目は口ほどに

 最近読んだ本や観たテレビ番組で知りましたが、人間は他の生き物に比べ目の中で白目が露出する割合が大きく、このことによって何を見ているかが相手にも分かり、コミュニケーションにおいてとても重要な役割を担っているとのことでした。眼差しって本当にコミュニケーションにおいて意味があるなと日々実感しているので納得でした。サングラスをかけていると、心のシャッターを降ろされているようです。なんだかこの人とはウマが合わないなと感じる人とは殆ど目が合わないし、かといって、しょっちゅう合う人とはぶつかっている印象で、どこか威圧感やうっとおしさすら感じてしまいます。

 コロナの影響でオンラインの会議やコンサート等が増えました。コロナ禍での感染防止の観点から接触を控え、新しい生活様式と呼ばれるオンラインは仕方ないですが、ライブ感の欠如とは一体何が原因なのか考えてみました。

 舞台上にいる一人の演者を客席の何千人が見る。一方的な思い込みも含め、それぞれが「目があった」と感じる瞬間があるでしょう。それは恋にも似た心のときめきで、これこそがライブ感の醍醐味ってやつなのかなと思います。テレビや広告写真などでカメラ目線で撮影されたものは見ている人と目があった状態ですが、見られている実感などありません。
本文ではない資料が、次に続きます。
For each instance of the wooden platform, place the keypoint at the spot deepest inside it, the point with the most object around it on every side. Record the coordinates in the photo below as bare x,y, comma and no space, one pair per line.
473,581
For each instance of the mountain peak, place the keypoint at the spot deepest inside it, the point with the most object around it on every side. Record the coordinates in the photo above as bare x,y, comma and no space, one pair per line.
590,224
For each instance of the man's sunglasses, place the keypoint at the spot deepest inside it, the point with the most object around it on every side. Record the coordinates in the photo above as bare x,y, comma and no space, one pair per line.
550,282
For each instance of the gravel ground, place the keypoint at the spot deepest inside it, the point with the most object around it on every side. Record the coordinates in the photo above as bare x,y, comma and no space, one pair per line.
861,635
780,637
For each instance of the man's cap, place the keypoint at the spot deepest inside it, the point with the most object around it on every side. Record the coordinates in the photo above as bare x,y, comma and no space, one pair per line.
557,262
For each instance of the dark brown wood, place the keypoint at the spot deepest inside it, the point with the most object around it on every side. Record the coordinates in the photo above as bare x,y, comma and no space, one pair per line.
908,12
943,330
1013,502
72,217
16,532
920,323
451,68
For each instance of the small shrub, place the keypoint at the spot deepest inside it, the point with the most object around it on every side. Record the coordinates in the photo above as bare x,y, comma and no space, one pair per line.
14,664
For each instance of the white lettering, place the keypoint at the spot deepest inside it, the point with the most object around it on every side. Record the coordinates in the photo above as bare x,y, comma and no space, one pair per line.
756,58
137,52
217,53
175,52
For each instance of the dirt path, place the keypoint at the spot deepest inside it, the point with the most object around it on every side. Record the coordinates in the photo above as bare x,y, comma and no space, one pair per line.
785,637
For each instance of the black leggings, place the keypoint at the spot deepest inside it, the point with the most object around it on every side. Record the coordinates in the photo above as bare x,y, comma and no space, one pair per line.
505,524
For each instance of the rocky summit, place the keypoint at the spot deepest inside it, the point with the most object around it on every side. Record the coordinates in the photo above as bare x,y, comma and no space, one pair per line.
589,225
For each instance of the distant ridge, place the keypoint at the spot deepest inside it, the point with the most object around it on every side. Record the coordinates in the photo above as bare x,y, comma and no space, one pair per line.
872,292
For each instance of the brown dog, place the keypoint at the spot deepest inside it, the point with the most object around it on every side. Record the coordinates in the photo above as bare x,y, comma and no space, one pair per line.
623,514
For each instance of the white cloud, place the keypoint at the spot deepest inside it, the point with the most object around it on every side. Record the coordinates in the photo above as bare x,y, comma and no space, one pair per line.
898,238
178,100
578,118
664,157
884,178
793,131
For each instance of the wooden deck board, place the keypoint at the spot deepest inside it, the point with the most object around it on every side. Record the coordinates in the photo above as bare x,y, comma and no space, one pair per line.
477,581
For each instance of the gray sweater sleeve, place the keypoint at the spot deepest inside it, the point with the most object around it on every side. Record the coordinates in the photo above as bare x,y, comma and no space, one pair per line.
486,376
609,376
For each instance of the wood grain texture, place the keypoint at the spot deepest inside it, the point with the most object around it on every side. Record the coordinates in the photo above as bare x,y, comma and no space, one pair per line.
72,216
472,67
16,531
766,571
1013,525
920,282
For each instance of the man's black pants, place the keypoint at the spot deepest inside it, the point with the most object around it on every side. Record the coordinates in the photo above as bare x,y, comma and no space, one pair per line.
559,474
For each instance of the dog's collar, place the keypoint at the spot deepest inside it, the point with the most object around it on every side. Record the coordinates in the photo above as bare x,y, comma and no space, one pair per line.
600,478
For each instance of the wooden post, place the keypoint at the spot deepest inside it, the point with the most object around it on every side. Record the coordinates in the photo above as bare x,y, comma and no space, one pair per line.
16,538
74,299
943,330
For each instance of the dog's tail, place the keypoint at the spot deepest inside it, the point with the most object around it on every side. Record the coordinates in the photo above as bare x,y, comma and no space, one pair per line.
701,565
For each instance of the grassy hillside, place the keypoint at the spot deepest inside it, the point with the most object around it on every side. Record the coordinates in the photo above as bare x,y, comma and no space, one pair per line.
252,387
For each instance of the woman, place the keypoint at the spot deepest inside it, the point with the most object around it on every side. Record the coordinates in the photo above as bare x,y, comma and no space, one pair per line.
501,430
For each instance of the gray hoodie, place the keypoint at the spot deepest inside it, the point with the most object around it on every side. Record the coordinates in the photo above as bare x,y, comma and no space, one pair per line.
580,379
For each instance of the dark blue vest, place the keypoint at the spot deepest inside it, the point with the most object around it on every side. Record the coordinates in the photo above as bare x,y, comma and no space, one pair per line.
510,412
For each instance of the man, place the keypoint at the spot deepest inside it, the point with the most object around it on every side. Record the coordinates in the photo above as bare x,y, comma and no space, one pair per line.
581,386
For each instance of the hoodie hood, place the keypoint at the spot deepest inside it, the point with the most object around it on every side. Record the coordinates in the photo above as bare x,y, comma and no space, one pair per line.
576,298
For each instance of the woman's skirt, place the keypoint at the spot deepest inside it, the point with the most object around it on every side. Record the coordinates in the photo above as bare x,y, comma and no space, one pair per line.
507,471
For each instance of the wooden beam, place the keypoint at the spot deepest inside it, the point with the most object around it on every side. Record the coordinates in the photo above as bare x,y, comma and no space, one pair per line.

ライブ中継であってもオンラインではしらけてしまうのは技術的な問題では超えれない、目が合うというトキメキ体験ができないからではないかと考えています。

 視線に気を遣っているといえば、身の回りにいる生き物では猫でしょうか? 喧嘩の始まる前、顔がひっつくくらいに近づけ威嚇し合う時でさえ、目は合わせていません。かつて飼っていた猫も、酷く機嫌が悪いときは私とだけ目を合わせてくれませんでした。SNSではあんなに雄弁なのに、いざ対面すると目も合わせられない人もいます。ネットにおいてテキストデータがコミュニケーションの多くを担うようになり、直接対面する機会が減った現在、以前に増して目線にも注意を向けてみたいです。